Egypt's long-dormant data-protection regime now has a clock on it. With the Executive Regulations to Personal Data Protection Law No. 151 of 2020 issued by Decree No. 816 of 2025, regulated entities have a one-year transition and must be fully compliant by November 1, 2026. The Personal Data Protection Center (PDPC) — promised since 2020 — becomes a live regulator with the power to license, inspect, and fine. The timing is what makes this more than a routine compliance story: the deadline lands as Egypt scales Haweya, the Central Bank–backed digital identity platform that combines face and fingerprint biometrics to onboard citizens into banking and telecoms.
The strongest case for the new regime
It should be said plainly: Egypt building a real data-protection framework is overdue and largely welcome. For years the country processed enormous volumes of personal data — SIM registration, banking KYC, e-government — with no statutory floor and no supervisory authority. The PDPL, modelled in part on the EU's GDPR, finally gives individuals consent rights, a 72-hour breach-notification duty, purpose-limitation, and rules for children's and sensitive data. Crucially, it reaches the things people actually worry about. Under the Executive Regulations, operating a visual surveillance system in a public place requires a specific PDPC license (Article 31), and CCTV footage is bound by purpose limitation — it cannot be repurposed beyond the security reason it was collected for. A country wiring up cameras and biometric kiosks needs exactly this kind of legal constraint on who watches whom. We support it.
But the architecture is permission-first, not accountability-first
The concern is the regulatory model, not the goal. Egypt has chosen ex-ante licensing as its default lever. A controller needs a license to process at scale; a separate license at 50% of the controller fee to move data across the border; another dedicated license for direct electronic marketing; another for public surveillance. Cross-border transfer applications can take up to ninety working days to review. This is a heavier touch than the GDPR, which it otherwise resembles. Europe largely abandoned prior authorization for accountability: register your processing, document it, and answer to a regulator after the fact. Egypt has instead built a system where a growing share of ordinary digital commerce requires a government permit before it can begin.
For a state that explicitly wants Haweya to make it a regional fintech hub, that is a tension worth naming. A fintech that wants to verify a customer, market a new product, and reconcile data with an offshore cloud provider now needs the regulator's blessing on each leg. None of those steps is inherently dangerous; bundling them all into license queues risks turning a privacy law into a throttle on the digital economy it is supposed to protect. The proportionate alternative is well understood: reserve ex-ante licensing for genuinely high-risk processing, and let the rest run on registration plus enforcement.
The asymmetry at the center
The deeper problem is who the law binds hardest. The compliance countdown disciplines private business — banks, marketers, platforms, the SMEs that will spend the next five months papering their processing. Meanwhile the single largest new collector of sensitive biometric data in the country is the state's own ID program. Haweya stores residents' face and fingerprint templates and is the gateway to bank accounts at 37 institutions, SIM purchases, and government services. Egypt's financial-inclusion rate of roughly 76% means tens of millions of people will route their identity through this one platform.

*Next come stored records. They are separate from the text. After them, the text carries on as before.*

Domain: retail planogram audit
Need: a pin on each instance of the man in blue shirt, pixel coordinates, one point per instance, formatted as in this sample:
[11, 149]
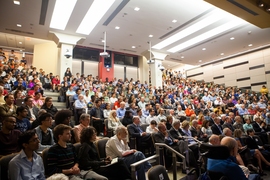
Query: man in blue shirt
[228, 166]
[27, 165]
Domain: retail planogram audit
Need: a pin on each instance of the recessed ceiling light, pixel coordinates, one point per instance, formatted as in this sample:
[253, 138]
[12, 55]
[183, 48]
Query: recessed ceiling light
[61, 13]
[93, 15]
[208, 34]
[17, 2]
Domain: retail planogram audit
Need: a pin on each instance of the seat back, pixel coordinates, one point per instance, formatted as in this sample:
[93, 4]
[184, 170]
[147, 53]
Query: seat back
[101, 147]
[44, 156]
[4, 161]
[158, 172]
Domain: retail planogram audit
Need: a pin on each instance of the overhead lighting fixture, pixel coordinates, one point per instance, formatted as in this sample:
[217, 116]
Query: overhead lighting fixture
[217, 15]
[96, 11]
[61, 13]
[208, 34]
[17, 2]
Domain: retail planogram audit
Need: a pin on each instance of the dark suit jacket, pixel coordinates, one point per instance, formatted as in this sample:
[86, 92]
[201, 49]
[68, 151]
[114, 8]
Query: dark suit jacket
[215, 129]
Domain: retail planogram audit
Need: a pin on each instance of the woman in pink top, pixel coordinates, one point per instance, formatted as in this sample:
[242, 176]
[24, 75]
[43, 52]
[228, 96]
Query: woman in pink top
[37, 101]
[84, 123]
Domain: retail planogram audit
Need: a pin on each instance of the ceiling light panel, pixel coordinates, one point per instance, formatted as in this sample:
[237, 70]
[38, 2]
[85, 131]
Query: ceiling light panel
[208, 34]
[96, 11]
[61, 13]
[191, 29]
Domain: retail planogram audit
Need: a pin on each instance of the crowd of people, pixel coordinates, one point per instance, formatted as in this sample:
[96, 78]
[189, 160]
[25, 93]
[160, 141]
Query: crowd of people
[169, 114]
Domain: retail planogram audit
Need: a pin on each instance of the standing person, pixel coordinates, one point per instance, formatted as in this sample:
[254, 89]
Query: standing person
[45, 134]
[27, 165]
[9, 136]
[117, 146]
[88, 157]
[22, 123]
[62, 157]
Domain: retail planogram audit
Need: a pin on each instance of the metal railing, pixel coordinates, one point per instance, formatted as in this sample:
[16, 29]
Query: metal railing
[159, 148]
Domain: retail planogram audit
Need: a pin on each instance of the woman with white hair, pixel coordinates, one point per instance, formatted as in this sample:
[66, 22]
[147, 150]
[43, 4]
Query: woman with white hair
[113, 121]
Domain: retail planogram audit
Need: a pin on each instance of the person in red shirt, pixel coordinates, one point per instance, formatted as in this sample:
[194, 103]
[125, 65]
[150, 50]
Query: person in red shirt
[55, 83]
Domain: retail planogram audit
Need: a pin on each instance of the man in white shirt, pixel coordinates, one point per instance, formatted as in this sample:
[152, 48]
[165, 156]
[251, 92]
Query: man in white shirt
[117, 146]
[151, 116]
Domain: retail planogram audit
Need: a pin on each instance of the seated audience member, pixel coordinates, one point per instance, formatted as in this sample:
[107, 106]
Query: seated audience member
[31, 109]
[49, 107]
[89, 158]
[135, 131]
[254, 152]
[216, 127]
[9, 136]
[151, 116]
[228, 123]
[127, 119]
[27, 164]
[58, 176]
[117, 146]
[121, 110]
[228, 166]
[80, 102]
[37, 100]
[161, 115]
[62, 157]
[22, 122]
[97, 117]
[248, 124]
[206, 129]
[45, 134]
[63, 117]
[2, 101]
[113, 121]
[152, 128]
[8, 109]
[84, 123]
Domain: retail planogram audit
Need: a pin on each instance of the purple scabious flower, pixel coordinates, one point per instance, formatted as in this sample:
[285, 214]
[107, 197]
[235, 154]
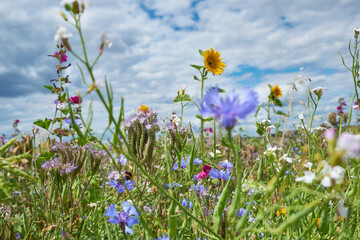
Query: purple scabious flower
[126, 219]
[229, 109]
[121, 159]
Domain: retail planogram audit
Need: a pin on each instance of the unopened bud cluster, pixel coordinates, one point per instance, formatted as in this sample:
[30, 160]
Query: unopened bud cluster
[142, 127]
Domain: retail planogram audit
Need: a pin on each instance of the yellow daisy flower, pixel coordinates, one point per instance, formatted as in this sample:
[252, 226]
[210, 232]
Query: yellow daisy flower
[213, 62]
[276, 91]
[144, 109]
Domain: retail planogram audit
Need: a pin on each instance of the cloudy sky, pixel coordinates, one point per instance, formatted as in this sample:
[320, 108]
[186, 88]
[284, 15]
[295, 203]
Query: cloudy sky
[155, 41]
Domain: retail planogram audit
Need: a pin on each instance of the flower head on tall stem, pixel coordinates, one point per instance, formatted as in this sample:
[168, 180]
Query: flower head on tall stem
[229, 109]
[126, 219]
[213, 62]
[276, 91]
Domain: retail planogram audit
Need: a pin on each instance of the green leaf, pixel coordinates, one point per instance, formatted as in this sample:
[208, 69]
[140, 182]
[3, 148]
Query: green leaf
[219, 208]
[49, 87]
[197, 67]
[43, 123]
[9, 143]
[185, 98]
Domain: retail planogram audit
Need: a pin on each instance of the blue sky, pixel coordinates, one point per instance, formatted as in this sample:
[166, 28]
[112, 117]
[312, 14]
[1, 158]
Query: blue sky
[155, 41]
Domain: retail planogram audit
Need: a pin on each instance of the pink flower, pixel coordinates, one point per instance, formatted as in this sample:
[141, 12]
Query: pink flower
[58, 55]
[202, 175]
[206, 169]
[339, 108]
[75, 100]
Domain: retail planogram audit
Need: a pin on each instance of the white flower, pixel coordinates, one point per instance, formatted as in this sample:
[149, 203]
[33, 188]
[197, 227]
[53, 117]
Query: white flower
[301, 116]
[61, 33]
[342, 210]
[307, 178]
[106, 41]
[331, 174]
[326, 181]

That is a defensible public goal — biometric eKYC genuinely lowers the cost of banking the unbanked. But it concentrates the country's most irreversible personal data (you cannot reissue a face) in a state-linked system, precisely as a data law takes effect that carves out wide latitude for public authorities acting on national-security and public-order grounds. A regime that imposes license fees and three-to-six-month criminal exposure on a private marketer, while the government's own biometric mega-database operates under softer constraints, has its incentives inverted. The risk to citizens from a breached or repurposed national biometric store dwarfs the risk from an unlicensed mailing list.
What proportionate would look like
None of this argues against the PDPL. It argues for finishing it honestly. Three things would make the November deadline a net win for Egyptians and for the digital sector:
- Bind the state to its own rules. Haweya and public surveillance deployments should be subject to the same purpose-limitation, retention, and breach duties as any private controller — with published audits, not self-certification.
- An independent, adequately resourced PDPC. A licensing regulator that becomes a bottleneck breeds informal workarounds and selective enforcement. Independence and capacity determine whether this is rule-of-law or rubber-stamp.
- Trim the permit perimeter. Move routine, low-risk processing — most cross-border cloud transfers to adequate jurisdictions, first-party marketing with consent — to a register-and-be-accountable track, freeing the PDPC to scrutinize the high-risk biometric systems that actually warrant prior review.
Egypt has done the hard part: it wrote a credible law and set a real deadline. The next five months decide whether it produces a privacy framework that protects people from the most powerful data collector in the country — or one that mostly inconveniences the small businesses least able to threaten anyone's privacy.